Foreign students in the US could be barred from using some types of laboratory equipment or even setting foot in certain parts of research laboratories if two US government proposals aimed at tightening security are approved by spring 2006.
The proposals, put forward separately by the Commerce Department and the Department of Defense, would require universities to obtain special licences for foreign researchers working in some laboratories or on equipment that is subject to export restrictions, such as high-end oscilloscopes.
Universities and other institutions say that this would be all but impossible to implement. They argue that preventing security breaches should be part of the government visa process, not the job of higher education institutions.
"Security also requires that the US Government does not place well-intentioned but ill-conceived and unworkable restrictions" on university research, said Nils Hasselmo, president of the Association of American Universities, the organisation that represents leading US research universities.
The association's concerns are supported by the Government's National Institutes of Health and National Science Foundation, the American Association for the Advancement of Science, the Association of American Medical Colleges, the Section of International Law of the American Bar Association and other groups that object to the proposals.

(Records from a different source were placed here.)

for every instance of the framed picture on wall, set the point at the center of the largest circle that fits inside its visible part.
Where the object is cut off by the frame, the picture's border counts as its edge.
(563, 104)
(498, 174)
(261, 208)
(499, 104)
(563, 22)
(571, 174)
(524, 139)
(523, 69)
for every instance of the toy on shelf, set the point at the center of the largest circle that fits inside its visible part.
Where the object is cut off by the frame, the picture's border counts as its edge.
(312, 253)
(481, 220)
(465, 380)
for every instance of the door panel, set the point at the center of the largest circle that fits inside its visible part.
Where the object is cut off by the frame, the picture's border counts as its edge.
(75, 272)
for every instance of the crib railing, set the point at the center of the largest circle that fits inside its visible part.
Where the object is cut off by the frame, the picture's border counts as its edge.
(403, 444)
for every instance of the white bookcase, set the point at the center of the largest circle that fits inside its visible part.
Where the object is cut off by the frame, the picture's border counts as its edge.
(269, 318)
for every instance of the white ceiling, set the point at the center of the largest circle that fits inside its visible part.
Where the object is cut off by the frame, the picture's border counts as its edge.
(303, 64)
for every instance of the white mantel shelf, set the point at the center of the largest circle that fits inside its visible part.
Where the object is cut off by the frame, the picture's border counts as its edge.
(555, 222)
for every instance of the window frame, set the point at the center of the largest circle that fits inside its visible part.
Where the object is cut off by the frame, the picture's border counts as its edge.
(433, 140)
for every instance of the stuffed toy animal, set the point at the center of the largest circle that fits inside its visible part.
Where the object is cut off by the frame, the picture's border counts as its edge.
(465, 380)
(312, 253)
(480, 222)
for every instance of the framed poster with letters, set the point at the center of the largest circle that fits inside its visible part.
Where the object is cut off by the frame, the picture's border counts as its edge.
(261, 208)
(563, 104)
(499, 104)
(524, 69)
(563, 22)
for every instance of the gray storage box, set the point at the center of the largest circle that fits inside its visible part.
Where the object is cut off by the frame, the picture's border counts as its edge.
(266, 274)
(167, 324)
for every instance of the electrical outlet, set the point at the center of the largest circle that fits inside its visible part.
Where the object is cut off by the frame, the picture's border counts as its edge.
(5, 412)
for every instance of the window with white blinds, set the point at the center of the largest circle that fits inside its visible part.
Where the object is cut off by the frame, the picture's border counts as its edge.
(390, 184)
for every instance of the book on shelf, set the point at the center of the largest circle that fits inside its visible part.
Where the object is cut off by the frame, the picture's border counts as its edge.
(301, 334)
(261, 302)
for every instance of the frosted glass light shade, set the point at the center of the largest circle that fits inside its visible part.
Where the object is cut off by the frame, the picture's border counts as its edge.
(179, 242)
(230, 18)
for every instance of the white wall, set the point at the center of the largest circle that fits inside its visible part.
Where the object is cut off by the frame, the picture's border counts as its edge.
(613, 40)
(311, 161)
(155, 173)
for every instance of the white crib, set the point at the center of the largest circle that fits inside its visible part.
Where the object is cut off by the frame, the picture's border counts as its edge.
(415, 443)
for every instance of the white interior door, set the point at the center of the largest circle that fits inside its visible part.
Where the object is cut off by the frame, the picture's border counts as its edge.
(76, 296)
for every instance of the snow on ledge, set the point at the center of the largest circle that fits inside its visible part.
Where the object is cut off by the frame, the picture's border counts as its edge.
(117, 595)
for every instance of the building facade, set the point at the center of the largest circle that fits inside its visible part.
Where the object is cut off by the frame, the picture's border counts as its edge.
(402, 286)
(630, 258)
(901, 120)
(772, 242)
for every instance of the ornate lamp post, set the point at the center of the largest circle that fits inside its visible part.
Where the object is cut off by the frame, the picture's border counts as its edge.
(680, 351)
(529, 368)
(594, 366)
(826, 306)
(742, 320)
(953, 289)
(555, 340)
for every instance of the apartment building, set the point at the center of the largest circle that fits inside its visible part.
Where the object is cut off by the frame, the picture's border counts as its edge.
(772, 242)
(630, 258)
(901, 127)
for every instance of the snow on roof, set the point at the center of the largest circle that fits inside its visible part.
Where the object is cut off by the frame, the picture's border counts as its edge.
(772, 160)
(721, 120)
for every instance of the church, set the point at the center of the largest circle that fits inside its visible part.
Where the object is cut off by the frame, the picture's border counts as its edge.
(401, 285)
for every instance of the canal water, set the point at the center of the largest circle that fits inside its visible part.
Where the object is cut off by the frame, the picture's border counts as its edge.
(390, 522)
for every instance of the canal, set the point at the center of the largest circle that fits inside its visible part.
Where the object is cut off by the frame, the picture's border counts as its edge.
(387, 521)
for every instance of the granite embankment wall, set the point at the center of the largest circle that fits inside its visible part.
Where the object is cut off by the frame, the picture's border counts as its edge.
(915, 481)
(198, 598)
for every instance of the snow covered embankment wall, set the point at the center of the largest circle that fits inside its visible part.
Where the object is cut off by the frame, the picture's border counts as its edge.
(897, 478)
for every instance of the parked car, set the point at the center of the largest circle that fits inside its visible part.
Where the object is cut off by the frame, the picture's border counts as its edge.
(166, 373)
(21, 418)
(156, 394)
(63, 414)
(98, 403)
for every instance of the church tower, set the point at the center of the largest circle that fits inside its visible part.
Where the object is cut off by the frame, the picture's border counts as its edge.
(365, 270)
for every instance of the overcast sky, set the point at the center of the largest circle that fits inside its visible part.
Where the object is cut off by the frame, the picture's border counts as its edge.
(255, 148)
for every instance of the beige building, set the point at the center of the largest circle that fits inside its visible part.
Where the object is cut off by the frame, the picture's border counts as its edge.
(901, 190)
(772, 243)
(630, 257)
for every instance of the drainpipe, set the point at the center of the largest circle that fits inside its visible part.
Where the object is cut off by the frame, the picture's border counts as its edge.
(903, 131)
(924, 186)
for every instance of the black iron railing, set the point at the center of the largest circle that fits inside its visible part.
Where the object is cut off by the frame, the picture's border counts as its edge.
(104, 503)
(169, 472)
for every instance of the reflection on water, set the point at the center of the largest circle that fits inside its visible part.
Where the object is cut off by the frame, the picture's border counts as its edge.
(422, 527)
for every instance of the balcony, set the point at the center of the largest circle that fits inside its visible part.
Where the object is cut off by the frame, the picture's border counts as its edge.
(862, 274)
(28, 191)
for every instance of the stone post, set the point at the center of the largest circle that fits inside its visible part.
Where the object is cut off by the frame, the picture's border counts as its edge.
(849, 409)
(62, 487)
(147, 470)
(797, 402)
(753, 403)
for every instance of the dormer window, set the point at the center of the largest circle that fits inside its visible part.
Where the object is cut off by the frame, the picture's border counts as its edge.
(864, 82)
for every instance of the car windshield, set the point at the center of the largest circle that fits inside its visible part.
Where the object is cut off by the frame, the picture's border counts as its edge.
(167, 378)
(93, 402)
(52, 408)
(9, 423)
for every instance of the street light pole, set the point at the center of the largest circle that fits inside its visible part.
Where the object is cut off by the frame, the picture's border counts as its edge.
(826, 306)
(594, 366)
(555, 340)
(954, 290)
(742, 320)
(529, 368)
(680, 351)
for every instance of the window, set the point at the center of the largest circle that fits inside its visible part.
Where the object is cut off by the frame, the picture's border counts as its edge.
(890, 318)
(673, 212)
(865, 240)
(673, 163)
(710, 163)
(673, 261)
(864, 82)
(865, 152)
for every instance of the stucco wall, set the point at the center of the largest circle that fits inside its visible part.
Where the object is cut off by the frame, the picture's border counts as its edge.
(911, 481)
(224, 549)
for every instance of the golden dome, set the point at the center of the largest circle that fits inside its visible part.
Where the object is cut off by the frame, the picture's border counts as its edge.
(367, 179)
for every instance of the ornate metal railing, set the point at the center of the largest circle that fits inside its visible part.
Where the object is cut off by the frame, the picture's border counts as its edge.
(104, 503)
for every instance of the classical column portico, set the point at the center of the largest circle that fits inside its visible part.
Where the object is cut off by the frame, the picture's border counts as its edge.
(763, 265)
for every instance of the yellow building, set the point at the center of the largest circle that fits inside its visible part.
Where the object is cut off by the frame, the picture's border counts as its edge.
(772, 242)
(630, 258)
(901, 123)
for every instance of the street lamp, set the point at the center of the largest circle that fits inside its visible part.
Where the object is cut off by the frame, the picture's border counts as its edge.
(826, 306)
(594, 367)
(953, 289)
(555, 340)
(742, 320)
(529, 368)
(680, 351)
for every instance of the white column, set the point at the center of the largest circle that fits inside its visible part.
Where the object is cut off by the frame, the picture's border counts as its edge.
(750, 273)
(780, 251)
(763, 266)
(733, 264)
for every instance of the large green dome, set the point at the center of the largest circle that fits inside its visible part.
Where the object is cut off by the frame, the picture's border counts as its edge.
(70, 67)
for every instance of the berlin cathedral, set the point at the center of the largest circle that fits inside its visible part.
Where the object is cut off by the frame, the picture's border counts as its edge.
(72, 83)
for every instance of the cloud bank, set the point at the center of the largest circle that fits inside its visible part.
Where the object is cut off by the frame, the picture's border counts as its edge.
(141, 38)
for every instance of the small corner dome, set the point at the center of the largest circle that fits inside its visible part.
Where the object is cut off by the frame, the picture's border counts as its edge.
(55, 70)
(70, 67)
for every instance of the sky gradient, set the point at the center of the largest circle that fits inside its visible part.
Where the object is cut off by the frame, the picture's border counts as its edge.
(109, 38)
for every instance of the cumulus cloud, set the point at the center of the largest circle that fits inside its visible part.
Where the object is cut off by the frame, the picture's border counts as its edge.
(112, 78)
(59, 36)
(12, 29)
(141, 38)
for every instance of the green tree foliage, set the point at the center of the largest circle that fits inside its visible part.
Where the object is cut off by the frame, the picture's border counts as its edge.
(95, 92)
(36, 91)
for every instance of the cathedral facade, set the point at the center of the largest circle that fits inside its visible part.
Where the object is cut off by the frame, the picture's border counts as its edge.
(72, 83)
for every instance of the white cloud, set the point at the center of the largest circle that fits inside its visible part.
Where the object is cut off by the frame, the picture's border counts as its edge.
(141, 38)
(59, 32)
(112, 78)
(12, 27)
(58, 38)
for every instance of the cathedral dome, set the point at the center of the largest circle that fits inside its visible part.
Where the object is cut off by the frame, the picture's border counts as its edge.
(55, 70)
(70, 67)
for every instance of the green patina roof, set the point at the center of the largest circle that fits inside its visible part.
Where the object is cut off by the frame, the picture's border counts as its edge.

Placing more restrictions on foreign students - who already face long and costly delays and intensive scrutiny before being admitted to the US - "may seriously undermine the vitality of American research", Dr Hasselmo said.
About one third of the 455,355 science and engineering graduate students in the US are non-Americans, of whom more than half are from Asia.
This means that the greatest number of foreign-born students in the most sensitive areas of study come from what the Government considers to be "countries of concern", including China, India, Israel, Pakistan and Russia.
But the universities say that students and scholars should be cleared during the visa process to conduct research in US laboratories using American equipment.
The Bar Association says there is no clear connection between the proposed licence requirement and improved national security, implying that it would probably be vulnerable to a legal challenge in the courts.
In a statement, the AAAS said that the recommendations would "diminish our national security rather than increase it" by damaging the nation's economic competitiveness.